La loi turque sur l’exécution des peines précise que le condamné à la prison à vie aggravée est placé en cellule individuelle. Ses proches parents ne peuvent lui rendre visite qu’une heure tous les quinze jours et lui parler au téléphone dix minutes tous les quinze jours. Le détenu ne peut quitter la prison sous aucun prétexte. Tout juste peut-il être traité en chambre d’isolement dans un hôpital d’État s’il souffre de problèmes de santé qui ne peuvent être pris en charge à l’hôpital pénitentiaire.



Arrêtés en septembre 2016, les frères Altan et Nazlı Ilıcak ont été reconnus coupables un an et demi plus tard d’avoir “tenté de renverser l’ordre constitutionnel”. En cause, leurs activités journalistiques, et notamment leurs critiques des autorités au cours d’une émission de télévision diffusée la veille de la tentative de putsch de juillet 2016. Marqué par de multiples violations procédurales, leur procès a fait l’impasse sur un arrêt contraignant de la Cour constitutionnelle, selon lequel la détention de Mehmet Altan constituait une violation injustifiée de ses droits.

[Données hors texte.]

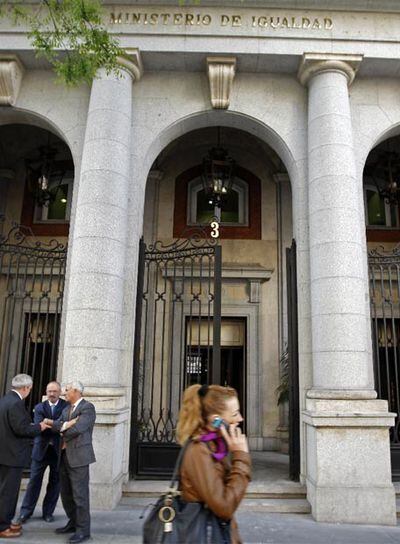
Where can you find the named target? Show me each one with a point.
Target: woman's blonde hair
(199, 402)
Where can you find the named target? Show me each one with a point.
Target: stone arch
(385, 134)
(230, 119)
(19, 116)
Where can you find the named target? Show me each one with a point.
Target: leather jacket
(219, 484)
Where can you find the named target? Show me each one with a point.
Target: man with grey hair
(76, 427)
(16, 430)
(46, 453)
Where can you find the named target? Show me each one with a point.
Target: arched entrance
(381, 201)
(36, 184)
(256, 227)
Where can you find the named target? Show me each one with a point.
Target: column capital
(11, 74)
(315, 63)
(132, 63)
(281, 177)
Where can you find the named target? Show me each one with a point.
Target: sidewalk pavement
(123, 526)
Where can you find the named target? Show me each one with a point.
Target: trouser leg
(53, 486)
(66, 490)
(10, 481)
(33, 490)
(80, 488)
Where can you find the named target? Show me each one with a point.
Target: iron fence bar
(216, 374)
(136, 352)
(294, 411)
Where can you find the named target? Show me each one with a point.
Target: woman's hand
(234, 438)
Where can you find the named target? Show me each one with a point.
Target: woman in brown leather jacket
(206, 475)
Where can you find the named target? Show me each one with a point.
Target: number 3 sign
(214, 229)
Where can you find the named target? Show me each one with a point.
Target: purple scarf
(222, 450)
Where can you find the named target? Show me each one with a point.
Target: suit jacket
(16, 429)
(78, 439)
(41, 442)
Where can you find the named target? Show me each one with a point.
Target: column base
(111, 446)
(348, 461)
(106, 496)
(362, 505)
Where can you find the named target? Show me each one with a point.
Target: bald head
(53, 391)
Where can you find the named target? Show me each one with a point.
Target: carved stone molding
(132, 63)
(11, 74)
(221, 71)
(315, 63)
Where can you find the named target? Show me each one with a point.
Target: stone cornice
(132, 63)
(11, 74)
(316, 63)
(221, 71)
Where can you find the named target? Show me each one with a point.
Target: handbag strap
(176, 474)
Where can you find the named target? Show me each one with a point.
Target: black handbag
(175, 521)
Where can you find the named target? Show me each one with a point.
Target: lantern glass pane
(57, 209)
(376, 208)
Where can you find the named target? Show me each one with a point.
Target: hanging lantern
(386, 176)
(217, 174)
(40, 173)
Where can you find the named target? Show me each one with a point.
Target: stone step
(276, 506)
(281, 506)
(256, 490)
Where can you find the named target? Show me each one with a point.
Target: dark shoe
(77, 537)
(8, 533)
(69, 528)
(22, 519)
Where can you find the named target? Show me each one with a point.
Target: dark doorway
(233, 357)
(384, 281)
(179, 287)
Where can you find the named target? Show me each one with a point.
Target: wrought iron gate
(31, 294)
(294, 411)
(384, 276)
(177, 343)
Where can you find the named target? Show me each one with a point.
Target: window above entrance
(240, 213)
(378, 212)
(234, 211)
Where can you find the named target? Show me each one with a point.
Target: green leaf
(70, 35)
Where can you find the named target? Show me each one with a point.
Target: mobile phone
(217, 422)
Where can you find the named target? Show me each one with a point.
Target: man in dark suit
(16, 429)
(76, 426)
(46, 452)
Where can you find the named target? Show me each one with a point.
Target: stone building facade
(302, 92)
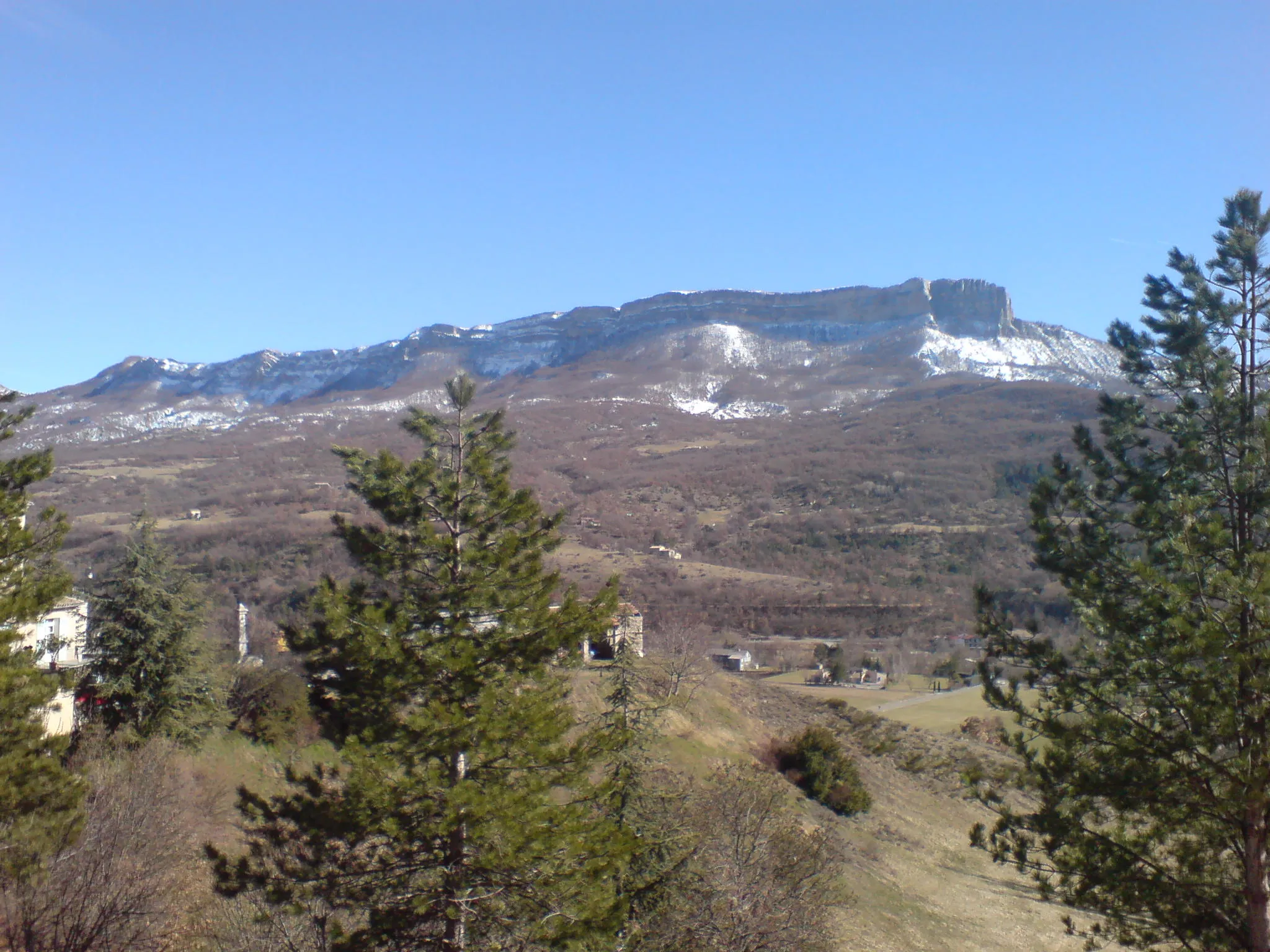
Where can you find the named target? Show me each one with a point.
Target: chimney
(243, 645)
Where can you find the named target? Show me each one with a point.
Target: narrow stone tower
(243, 641)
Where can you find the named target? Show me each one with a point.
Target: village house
(733, 659)
(626, 627)
(59, 641)
(665, 552)
(866, 678)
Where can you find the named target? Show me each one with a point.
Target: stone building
(625, 627)
(59, 641)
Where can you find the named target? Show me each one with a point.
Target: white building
(59, 643)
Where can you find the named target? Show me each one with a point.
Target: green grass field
(946, 712)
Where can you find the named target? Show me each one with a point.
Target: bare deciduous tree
(757, 883)
(130, 880)
(678, 659)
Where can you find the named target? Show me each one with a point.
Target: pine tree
(461, 813)
(1148, 752)
(150, 672)
(40, 800)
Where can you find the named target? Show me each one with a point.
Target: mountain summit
(726, 353)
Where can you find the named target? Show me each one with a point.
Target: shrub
(269, 705)
(815, 762)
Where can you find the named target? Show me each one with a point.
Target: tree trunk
(456, 922)
(1255, 880)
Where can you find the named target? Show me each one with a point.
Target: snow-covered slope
(727, 353)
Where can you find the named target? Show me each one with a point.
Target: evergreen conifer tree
(461, 814)
(1151, 777)
(150, 672)
(40, 800)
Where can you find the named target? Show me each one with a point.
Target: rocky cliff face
(728, 353)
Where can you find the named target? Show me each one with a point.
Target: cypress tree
(1148, 751)
(461, 813)
(150, 672)
(40, 799)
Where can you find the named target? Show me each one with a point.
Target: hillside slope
(918, 885)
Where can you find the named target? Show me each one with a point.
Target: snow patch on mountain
(1046, 355)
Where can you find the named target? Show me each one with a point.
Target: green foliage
(40, 800)
(817, 763)
(150, 672)
(1150, 747)
(269, 705)
(463, 811)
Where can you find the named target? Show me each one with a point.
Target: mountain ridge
(727, 353)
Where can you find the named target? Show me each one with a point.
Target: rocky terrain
(728, 355)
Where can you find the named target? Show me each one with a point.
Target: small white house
(733, 659)
(665, 552)
(59, 641)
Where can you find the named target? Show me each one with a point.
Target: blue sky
(205, 179)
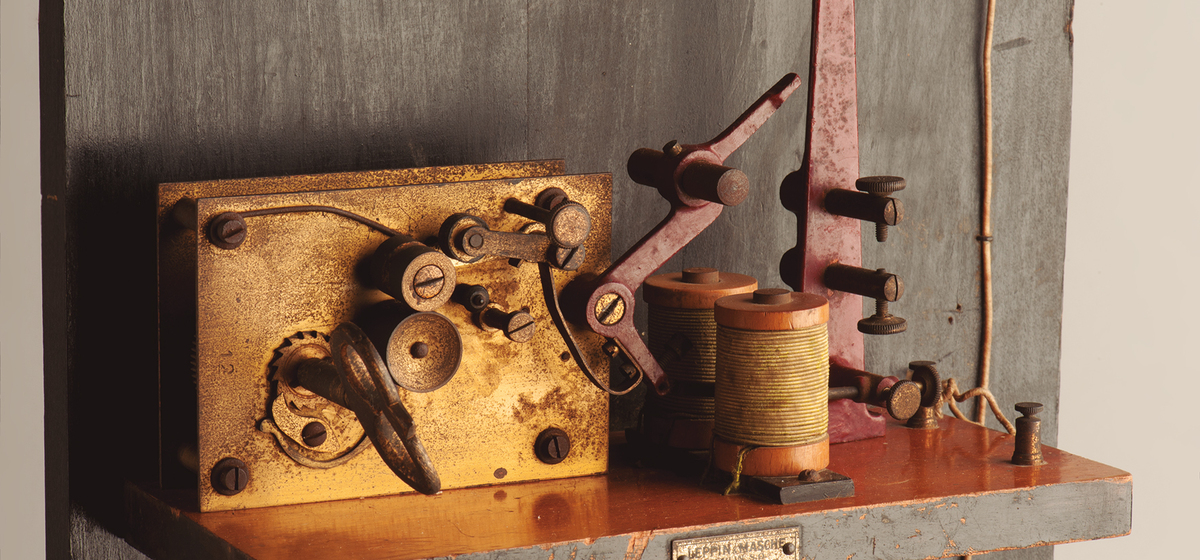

Ce n’est qu’après six mois de résistance que la justice a fini par remettre Mehmet Altan en liberté sous contrôle judiciaire, en juin. Mais il retournera en prison si sa peine est confirmée en appel.



“Placer les frères Altan et Nazlı Ilıcak dans les conditions de détention les plus sévères qui soient relève de la vengeance politique pure et simple, souligne Christophe Deloire. Il est grand temps de mettre fin à cet acharnement qui déshonore la Turquie. La cour d’appel doit impérativement tenir compte des arrêts rendus par la Cour constitutionnelle et la Cour européenne des droits de l’homme dans cette affaire, et acquitter les trois journalistes.”



La Turquie occupe la 157e place sur 180 pays au Classement mondial de la liberté de la presse établi en 2018 par RSF. Déjà très préoccupante, la situation des médias est devenue critique après la tentative de putsch de juillet 2016 : de nombreux médias ont été liquidés sans aucun recours effectif, les procès de masse se succèdent, et le pays détient le record mondial du nombre de journalistes professionnels emprisonnés.